The goal is to separate the burden of credit cards from the benefits, says Brown: Consumers still get the rewards that come with using credit cards, but they don't have to worry about payments, late fees and penalties.

Since officially bringing the app to the public in October 2017, "we've already saved millions of dollars for customers," Brown tells CNBC Make It. And he hopes the latest feature, Tally Advisor, will help debt-ridden consumers even more.

Tally Advisor, which launched in August 2018, is an automated debt manager that determines the fastest way to pay down your debt and takes action for you. Brown compares it to a robo-advisor but, instead of managing your investment portfolio, it manages your debt.

"Robo-advisors have become increasingly popular for the ease and simplicity they bring to managing your investment portfolio through automation," Brown writes in a press release. "When we started Tally, we wanted to bring a similar value to a broader range of people who are dealing with the most widespread financial issue today: credit card debt."

That's why the CEO likes to call it a "robo-advisor for the 99 percent," he tells CNBC Make It.

While a robo-advisor will ask you when you want to retire, Tally Advisor asks you when you want to be debt-free. Based on your goal, income and monthly spending, it sets a realistic end date and then helps you get out of debt by determining the optimum amount to pay each month. Tally's algorithm constantly factors in new information and adjusts to your real time financial situation.

"In addition to your goals, we take into account financial setbacks and increased cash flow," says Brown. "This is a key differentiator from traditional autopay, which is restricted to a fixed amount every month."

Currently, Tally Advisor will only benefit those with debt. Brown hopes to eventually bring automation to every aspect of your financial life with Tally, but for now, "we're starting with the widest problem: debt."

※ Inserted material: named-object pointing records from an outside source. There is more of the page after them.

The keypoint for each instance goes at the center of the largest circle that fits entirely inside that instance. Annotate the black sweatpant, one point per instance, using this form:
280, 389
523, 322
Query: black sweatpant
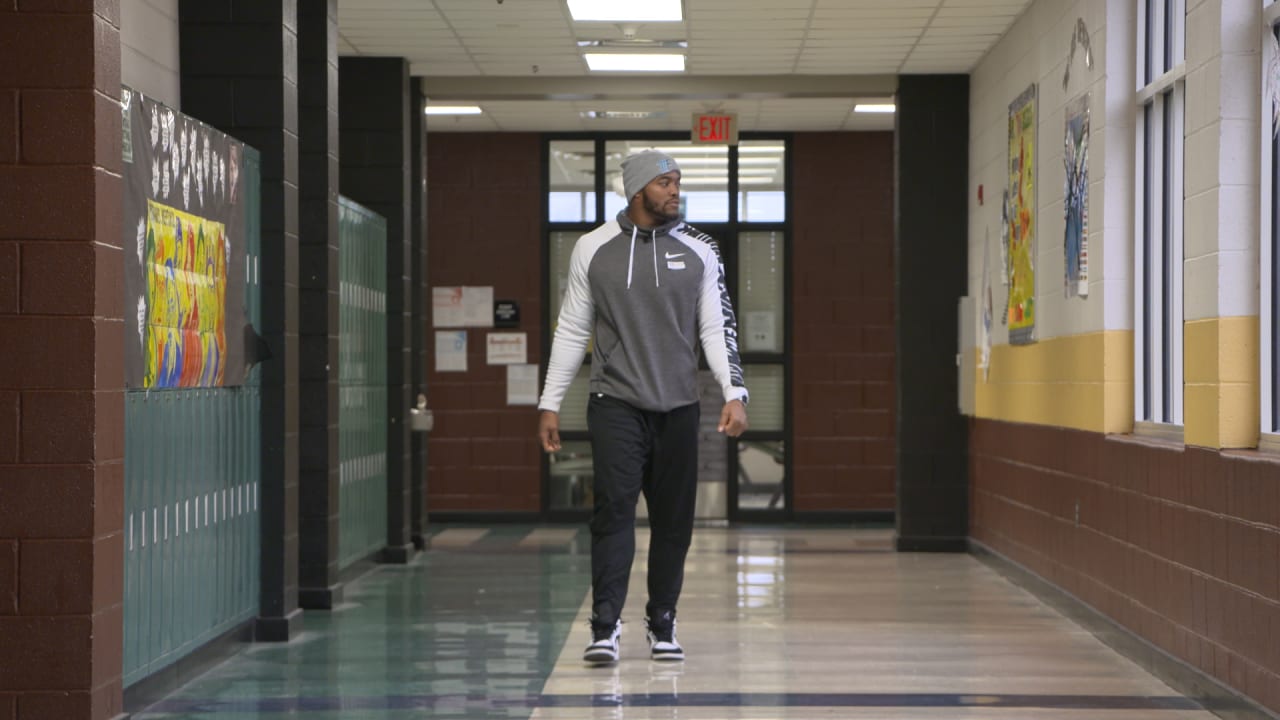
656, 452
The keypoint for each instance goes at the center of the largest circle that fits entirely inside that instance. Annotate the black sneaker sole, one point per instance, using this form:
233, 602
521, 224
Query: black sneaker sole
599, 656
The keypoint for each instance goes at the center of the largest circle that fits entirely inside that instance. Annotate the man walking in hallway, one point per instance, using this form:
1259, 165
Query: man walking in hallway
652, 290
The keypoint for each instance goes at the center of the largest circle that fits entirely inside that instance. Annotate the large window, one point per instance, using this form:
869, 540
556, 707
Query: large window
739, 196
1270, 224
1159, 238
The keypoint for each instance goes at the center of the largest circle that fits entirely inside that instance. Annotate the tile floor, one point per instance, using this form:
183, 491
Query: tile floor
777, 624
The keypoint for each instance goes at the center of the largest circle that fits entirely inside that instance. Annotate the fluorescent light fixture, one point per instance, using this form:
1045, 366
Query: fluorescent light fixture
723, 172
625, 10
680, 150
723, 181
452, 110
622, 114
634, 63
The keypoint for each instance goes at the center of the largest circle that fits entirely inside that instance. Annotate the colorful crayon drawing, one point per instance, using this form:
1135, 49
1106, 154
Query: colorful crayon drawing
1022, 218
186, 274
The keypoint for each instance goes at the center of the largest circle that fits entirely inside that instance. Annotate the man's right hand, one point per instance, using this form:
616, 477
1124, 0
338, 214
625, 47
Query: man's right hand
548, 431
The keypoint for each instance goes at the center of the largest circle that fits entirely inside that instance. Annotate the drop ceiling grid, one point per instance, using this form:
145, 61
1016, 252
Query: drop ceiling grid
726, 37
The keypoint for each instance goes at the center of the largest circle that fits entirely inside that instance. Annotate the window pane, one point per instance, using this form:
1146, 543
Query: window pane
561, 249
760, 274
1275, 276
1148, 308
1169, 264
767, 387
571, 477
762, 473
703, 177
574, 406
571, 181
762, 181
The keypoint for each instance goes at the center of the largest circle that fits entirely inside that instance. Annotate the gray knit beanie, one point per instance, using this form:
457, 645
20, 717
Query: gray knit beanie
639, 169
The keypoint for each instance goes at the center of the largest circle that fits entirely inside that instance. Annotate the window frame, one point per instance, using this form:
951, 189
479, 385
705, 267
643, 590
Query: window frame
1160, 103
1269, 237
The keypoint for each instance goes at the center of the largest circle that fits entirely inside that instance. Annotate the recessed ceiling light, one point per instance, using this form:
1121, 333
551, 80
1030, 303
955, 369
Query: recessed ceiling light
452, 110
625, 10
635, 62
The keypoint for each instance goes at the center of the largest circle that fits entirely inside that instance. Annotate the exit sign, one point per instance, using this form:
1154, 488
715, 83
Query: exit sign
716, 128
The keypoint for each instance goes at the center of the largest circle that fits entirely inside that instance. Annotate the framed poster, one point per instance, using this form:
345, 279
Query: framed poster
1022, 218
1075, 199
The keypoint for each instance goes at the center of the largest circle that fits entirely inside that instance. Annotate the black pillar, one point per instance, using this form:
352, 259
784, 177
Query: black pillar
374, 121
419, 306
318, 300
240, 73
931, 273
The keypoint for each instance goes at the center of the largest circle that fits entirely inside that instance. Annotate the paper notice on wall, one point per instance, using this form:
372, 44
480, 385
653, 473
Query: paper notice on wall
507, 349
453, 306
521, 384
478, 306
447, 306
451, 351
760, 335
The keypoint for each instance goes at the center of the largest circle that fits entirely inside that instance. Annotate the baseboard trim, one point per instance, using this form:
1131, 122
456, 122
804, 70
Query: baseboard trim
841, 518
320, 598
480, 516
278, 629
163, 683
915, 543
1191, 682
396, 554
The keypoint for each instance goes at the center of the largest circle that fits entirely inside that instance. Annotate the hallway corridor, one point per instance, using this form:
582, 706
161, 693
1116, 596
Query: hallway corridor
777, 623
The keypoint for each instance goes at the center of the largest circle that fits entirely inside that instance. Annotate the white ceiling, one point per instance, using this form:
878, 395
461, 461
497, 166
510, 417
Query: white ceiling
780, 64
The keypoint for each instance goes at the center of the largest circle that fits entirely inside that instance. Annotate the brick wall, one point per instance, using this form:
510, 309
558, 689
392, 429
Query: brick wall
484, 228
842, 294
1178, 545
62, 401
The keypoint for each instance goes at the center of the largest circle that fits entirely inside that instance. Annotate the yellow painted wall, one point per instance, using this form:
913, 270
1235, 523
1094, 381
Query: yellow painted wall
1086, 382
1220, 408
1083, 382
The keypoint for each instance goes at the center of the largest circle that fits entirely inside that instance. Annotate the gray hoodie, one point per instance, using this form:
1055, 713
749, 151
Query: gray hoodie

Since Tally built its technology and financial infrastructure from the ground up, it has to get licensed state by state. It's currently available in 16 states: Arkansas, California, Colorado, Florida, Illinois, Louisiana, Massachusetts, Michigan, Minnesota, New Jersey, New York, Ohio, Texas, Utah, Washington and Wisconsin. But Brown expects the app to be available to the entire U.S. population by the end of the year.